Why authorization header not included in request ? - Auth0

I have been struggling with this problem for two weeks, Basically I have configured the auth0 settings with my Flask app which runs on local host.

So, I have the following two endpoints in my flask app:

  • A public endpoint which requires no authentication process:
@cross_origin(headers=["Content-Type", "Authorization"])
def public():
    # No access token required to access this route
    response = "Hello from a public endpoint! You don't need to be authenticated to see this."
    return jsonify(message=response)
  • A private endpoint which requires authentication:
@cross_origin(headers=["Content-Type", "Authorization"])
@cross_origin(headers=["Access-Control-Allow-Origin", "http://localhost:3000"])
def private():
    # A valid access token is required to access this route
    response = "Hello from a private endpoint! You need to be authenticated to see this."
    return jsonify(message=response)

So here is the following scenario:

  • I try to log in with the auth0 url that redirects me to universal login page for my app. After successful login, it redirects me to the private end point and I get 401 Un-authorized error.

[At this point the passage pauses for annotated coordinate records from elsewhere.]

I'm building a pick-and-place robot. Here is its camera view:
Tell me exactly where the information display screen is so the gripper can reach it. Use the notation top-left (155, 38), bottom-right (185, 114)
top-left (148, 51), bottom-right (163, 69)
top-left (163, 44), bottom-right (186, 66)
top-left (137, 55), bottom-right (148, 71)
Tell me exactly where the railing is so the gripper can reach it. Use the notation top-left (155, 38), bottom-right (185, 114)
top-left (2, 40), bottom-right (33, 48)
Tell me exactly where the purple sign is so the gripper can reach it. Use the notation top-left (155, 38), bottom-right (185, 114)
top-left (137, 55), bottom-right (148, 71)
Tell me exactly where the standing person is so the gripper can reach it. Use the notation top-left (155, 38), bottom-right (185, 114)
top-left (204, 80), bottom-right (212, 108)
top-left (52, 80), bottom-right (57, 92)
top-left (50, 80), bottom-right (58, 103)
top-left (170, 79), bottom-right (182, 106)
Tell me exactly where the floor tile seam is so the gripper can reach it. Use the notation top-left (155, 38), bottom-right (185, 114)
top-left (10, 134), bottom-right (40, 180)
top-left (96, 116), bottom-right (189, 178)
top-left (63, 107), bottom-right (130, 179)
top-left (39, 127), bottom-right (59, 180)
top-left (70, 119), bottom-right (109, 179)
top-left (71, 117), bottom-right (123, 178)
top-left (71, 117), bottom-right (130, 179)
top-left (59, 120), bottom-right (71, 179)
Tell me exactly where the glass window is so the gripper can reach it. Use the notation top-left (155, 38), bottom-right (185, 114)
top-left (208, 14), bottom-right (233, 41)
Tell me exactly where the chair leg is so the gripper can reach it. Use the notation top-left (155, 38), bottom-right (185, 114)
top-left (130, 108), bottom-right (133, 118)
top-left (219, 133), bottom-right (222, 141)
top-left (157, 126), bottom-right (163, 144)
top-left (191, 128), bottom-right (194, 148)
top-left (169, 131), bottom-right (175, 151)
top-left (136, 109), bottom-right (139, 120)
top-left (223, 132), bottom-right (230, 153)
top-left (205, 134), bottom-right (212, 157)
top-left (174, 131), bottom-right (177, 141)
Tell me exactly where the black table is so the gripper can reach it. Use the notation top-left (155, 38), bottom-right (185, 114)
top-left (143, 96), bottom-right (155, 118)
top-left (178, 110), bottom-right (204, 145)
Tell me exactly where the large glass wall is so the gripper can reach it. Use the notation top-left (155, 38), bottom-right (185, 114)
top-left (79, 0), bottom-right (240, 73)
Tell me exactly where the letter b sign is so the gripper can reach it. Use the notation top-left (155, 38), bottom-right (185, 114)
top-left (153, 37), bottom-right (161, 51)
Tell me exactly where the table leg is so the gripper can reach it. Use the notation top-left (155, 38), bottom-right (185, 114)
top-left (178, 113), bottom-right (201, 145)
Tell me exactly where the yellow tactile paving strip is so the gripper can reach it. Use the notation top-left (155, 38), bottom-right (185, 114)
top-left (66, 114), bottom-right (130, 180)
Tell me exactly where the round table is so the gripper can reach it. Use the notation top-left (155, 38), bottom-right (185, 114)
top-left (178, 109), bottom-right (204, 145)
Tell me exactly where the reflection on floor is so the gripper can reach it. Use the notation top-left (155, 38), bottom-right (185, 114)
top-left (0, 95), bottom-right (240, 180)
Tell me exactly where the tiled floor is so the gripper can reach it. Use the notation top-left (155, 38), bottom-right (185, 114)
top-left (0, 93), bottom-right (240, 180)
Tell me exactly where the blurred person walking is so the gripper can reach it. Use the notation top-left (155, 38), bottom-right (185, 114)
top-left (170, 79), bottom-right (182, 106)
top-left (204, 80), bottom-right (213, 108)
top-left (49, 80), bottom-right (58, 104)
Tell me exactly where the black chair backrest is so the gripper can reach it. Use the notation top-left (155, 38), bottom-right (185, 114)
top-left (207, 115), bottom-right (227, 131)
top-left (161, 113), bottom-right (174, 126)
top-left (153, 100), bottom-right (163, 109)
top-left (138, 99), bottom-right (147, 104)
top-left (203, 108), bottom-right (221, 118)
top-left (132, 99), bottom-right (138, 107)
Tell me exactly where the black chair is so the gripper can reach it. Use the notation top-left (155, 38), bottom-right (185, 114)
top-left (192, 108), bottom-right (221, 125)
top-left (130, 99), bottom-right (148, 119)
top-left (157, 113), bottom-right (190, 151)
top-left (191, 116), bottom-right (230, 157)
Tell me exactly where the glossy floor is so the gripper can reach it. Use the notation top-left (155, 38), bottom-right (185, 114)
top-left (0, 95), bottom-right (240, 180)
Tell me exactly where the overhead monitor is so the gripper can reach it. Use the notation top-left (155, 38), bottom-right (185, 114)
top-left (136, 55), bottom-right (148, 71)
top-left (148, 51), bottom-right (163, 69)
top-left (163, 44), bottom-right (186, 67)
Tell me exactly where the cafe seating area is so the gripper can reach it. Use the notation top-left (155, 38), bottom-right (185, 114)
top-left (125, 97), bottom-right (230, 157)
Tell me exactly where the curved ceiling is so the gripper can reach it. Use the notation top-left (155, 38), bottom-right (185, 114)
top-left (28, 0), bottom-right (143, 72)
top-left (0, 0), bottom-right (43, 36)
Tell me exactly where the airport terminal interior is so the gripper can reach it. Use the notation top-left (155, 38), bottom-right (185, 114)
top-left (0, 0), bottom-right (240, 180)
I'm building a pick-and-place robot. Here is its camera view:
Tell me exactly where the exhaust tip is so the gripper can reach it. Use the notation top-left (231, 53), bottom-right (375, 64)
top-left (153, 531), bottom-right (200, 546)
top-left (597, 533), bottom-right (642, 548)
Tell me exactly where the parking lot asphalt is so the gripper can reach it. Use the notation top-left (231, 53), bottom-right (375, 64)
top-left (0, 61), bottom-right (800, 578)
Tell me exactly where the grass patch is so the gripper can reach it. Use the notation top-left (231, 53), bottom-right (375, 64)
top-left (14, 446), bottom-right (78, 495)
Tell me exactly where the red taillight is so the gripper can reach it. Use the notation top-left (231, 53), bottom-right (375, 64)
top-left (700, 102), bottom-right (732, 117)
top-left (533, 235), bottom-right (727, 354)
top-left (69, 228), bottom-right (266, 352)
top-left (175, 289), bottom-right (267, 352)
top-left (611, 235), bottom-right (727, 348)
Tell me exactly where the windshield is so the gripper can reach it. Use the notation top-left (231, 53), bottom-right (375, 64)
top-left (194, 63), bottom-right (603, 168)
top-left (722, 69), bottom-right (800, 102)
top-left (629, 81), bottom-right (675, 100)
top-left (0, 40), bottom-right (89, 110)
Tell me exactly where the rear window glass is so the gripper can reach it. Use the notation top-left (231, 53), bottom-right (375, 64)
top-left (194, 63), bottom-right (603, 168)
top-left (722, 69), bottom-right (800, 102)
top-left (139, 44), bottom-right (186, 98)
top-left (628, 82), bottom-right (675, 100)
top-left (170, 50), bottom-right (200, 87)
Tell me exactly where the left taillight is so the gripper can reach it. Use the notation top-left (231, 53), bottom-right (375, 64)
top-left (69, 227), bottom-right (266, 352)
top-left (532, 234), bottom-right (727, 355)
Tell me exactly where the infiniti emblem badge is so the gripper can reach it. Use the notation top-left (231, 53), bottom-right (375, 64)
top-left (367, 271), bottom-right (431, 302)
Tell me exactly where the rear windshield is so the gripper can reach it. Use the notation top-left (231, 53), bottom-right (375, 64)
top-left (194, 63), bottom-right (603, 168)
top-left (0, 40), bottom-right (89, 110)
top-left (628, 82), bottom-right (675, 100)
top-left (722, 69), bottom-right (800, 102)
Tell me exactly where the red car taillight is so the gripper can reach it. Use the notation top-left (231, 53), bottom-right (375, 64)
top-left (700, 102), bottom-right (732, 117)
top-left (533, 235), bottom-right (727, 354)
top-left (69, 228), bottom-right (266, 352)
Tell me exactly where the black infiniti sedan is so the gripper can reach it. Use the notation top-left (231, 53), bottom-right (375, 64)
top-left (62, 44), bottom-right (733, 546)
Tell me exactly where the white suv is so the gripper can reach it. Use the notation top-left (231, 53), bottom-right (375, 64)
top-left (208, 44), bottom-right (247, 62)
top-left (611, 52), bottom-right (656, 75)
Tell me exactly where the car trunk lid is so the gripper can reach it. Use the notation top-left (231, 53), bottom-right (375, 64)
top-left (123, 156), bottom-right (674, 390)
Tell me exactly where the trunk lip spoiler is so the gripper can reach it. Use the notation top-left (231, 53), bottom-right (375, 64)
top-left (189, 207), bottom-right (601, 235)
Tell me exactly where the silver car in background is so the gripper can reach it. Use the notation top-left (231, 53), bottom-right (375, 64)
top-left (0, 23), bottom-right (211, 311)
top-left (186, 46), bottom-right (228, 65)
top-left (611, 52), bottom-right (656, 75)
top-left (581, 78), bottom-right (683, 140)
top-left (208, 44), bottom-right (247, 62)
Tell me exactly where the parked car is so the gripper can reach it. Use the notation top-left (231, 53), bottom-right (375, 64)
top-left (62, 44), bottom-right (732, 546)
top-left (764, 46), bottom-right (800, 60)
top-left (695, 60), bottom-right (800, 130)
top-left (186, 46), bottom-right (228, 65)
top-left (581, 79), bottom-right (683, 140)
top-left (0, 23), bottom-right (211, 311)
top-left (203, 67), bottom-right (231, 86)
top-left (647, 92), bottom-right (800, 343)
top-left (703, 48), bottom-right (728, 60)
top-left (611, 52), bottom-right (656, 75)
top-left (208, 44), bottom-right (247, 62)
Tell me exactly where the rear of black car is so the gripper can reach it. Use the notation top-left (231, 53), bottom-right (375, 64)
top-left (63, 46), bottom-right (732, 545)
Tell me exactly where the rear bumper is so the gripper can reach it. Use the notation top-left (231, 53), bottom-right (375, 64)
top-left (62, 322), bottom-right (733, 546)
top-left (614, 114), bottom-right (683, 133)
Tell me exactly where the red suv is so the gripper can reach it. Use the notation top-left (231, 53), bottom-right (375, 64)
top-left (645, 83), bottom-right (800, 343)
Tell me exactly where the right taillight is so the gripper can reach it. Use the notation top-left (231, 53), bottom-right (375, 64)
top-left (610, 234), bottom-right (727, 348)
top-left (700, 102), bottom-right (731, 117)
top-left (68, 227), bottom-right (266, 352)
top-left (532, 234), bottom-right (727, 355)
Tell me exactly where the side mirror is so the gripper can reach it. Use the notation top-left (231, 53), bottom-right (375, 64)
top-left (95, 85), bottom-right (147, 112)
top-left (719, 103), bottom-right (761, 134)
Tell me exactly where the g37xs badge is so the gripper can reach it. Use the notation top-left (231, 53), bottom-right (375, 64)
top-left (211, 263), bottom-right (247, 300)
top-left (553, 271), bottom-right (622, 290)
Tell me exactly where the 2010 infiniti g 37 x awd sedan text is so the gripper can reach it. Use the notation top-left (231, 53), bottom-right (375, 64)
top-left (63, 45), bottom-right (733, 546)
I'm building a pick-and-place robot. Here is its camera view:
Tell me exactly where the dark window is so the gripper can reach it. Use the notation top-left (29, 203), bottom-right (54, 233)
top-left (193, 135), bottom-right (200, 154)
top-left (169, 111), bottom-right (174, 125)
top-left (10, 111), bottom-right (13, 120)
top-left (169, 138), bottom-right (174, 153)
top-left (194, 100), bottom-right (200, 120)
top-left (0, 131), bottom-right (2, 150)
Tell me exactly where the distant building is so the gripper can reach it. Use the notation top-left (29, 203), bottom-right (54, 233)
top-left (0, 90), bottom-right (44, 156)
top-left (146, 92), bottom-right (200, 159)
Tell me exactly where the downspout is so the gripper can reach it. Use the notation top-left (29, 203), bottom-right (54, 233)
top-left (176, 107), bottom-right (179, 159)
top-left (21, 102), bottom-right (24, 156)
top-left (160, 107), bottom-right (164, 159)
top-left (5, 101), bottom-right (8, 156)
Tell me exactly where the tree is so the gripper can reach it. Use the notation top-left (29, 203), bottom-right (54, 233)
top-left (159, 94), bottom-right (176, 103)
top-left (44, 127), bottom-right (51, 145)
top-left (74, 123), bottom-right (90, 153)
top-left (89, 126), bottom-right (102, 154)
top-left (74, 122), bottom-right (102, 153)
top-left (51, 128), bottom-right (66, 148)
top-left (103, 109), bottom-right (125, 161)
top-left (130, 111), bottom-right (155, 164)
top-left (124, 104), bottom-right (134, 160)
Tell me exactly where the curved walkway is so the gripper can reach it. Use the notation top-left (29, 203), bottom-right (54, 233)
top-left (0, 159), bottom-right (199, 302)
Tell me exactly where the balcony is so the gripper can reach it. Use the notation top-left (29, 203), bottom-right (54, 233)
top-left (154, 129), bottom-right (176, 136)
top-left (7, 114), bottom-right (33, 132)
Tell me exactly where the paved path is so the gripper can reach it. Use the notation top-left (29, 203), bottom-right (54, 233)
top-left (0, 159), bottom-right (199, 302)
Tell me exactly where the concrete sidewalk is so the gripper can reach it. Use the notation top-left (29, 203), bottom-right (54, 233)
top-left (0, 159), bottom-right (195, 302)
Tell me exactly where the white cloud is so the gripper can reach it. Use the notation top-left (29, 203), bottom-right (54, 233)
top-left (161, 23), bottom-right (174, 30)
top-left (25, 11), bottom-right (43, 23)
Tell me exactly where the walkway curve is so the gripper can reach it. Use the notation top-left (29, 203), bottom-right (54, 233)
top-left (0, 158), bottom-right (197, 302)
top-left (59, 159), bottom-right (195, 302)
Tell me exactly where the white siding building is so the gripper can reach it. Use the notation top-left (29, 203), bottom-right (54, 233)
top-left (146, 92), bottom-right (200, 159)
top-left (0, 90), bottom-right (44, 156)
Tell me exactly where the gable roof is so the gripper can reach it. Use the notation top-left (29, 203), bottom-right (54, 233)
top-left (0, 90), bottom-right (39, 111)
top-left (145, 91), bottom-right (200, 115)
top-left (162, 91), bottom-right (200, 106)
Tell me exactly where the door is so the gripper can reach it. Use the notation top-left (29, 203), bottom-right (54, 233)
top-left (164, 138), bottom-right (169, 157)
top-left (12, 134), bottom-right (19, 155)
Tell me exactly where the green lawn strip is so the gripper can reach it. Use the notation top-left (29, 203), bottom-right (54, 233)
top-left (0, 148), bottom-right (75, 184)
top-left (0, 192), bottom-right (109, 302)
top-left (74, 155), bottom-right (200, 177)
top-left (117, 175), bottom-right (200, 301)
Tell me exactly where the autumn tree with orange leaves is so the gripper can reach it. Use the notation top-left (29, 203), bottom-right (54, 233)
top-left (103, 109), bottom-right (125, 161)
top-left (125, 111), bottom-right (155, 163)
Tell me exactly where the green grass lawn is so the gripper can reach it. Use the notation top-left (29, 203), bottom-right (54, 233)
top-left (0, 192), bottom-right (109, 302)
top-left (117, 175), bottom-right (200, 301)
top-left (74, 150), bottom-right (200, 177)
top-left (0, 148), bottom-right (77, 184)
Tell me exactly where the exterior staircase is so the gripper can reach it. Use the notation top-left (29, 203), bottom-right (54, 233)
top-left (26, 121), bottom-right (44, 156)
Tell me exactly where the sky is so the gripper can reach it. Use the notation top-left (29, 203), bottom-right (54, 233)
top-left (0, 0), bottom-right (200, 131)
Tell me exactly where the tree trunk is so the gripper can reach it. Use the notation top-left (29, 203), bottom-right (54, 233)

Whenever I make this request with valid token from the browser it throws 401 error. With the same token, I call this endpoint using postman it works !!

The reason for that is this request from the browser is not including the Authorization header, unlike postman.

I really don’t understand why the browser is not including the Authorization header.

Can someone explains ?

NOTE: At first it was working using browser without any problems but suddenly it appeared somehow.

Since the private endpoint requires authentication, whenever I try to access the private end point this function is called:

def get_token_auth_header():
    """Obtains the access token from the Authorization Header
    auth = request.headers.get("Authorization", None) # HERE IS THE PROBLEM OCCURRS
    print("REQUEST HEADERS: \n", request.headers)
    if not auth:
        raise AuthError({"code": "authorization_header_missing",
                            "Authorization header is expected"}, 401)

    parts = auth.split()

    if parts[0].lower() != "bearer":
        raise AuthError({"code": "invalid_header",
                            "Authorization header must start with"
                            " Bearer"}, 401)
    elif len(parts) == 1:
        raise AuthError({"code": "invalid_header",
                        "description": "Token not found"}, 401)
    elif len(parts) > 2:
        raise AuthError({"code": "invalid_header",
                            "Authorization header must be"
                            " Bearer token"}, 401)

    token = parts[1]
    return token

I have been struggling with this for almost two weeks, I tried everything.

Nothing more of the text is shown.